Pourtant, en faisant une analyse basée sur la spécificité des régimes politiques, des économies et la réalité des problèmes sociaux et en étudiant l'interaction et leurs conséquences, il est facile de comprendre aujourd'hui l'anxiété de certains pouvoirs politiques, vis-à-vis de l'irruption sur les territoires africaines de logiques déterritorialisées portées par la finance, l'économie, et les réseaux de télécommunication et d'information qui est souvent très mal acceptée et tolérée par les populations locales. Ce risque implique la possibilité que les autorités politiques du pays d’accueil puissent intervenir et contrarier par des décisions défavorables à la viabilité économique du projet. On pense notamment ici à l’interdiction de rapatrier les dividendes ou à l’instauration de taxes ou impôts nouveaux au libre arbitre du gouvernement du pays d’accueil et à l’extrême au risque de confiscation, de nationalisation et d’expropriation. Il est donc indispensable que ces écueils soient clairement identifiés en amont et que des assurances soient prises auprès des autorités de tutelle afin d’éviter toute déconvenue en la matière.
 
Ce risque est très présent et occasionne souvent des pertes énormes et affecte lourdement la rentabilité attendue des projets. Dans la plupart des cas il est occasionné par les changements politiques à l’issue des élections ou par des tentatives de prise de pouvoir par la force. Ainsi, il est fréquent qu’un Etat soit amené à renégocier  un contrat déjà conclu ;, ce qui contraint les investisseurs à adopter des attitudes de plus en plus exigeantes afin de mieux protéger leurs investissements. Ces changements et régulations assez fréquents sont sources de coûts supplémentaires et paralysent le bon fonctionnement de la mise en œuvre des projets. Il n’est pas souvent rare de constater l’arrêt d’un projet pendant un bon moment du seul fait que les parties doivent revoir un certain nombre de clauses et ceci est source de temps perdu, de retard dans la livraison du projet, mais aussi entraine un investissement additionnel pour couvrir les frais supplémentaires induits par ce retard constaté. Dans certains pays en zone de conflits ou qui héritent d’un nouveau pouvoir, ce risque est très élevé et entraine une désorganisation totale dans les prévisions et la gestion des opérations.
 
  1. Approbation et  permis (Retard ou refus de l'approbation du permis, etc.)

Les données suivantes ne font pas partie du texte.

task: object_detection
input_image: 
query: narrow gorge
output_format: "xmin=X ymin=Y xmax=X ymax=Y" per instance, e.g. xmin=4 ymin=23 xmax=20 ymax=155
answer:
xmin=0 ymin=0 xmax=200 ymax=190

Souvent les délais d’obtention des permis et concessions en Afrique sont très longs ; il va falloir passer par plusieurs étapes ; ce qui constitue un handicap majeur et compromet certains investissements. Certains projets ont été simplement abandonnés du seul fait de la lenteur observée au niveau des prises de décisions avec comme effet une période d’attente longue et coûteuse. Ce risque est souvent corrélé au risque de la lenteur administrative qui engendre des délais supplémentaires et par conséquent rallonge la durée d’exécution des projets. Les permis et concessions  qui engagent l’intérêt national des Etats, peuvent souvent faire objet de litiges et de conflits entre les différentes parties ; cette situation  a pour conséquence de retarder les délais ou d’engendrer des coûts supplémentaires. Ces conflits et différends finissent dans de nombreux cas devant des tribunaux et autres juridictions ; ce qui impacte lourdement les projets et induisent des relations tendues, de bras de fer, qui aboutissent souvent à des ruptures de contrats. 
 
  1. Communication et différences culturelles (Différences dans les méthodes  de travail, les valeurs, les langues, les préjugés raciaux, etc., entre partenaires étrangers et locaux)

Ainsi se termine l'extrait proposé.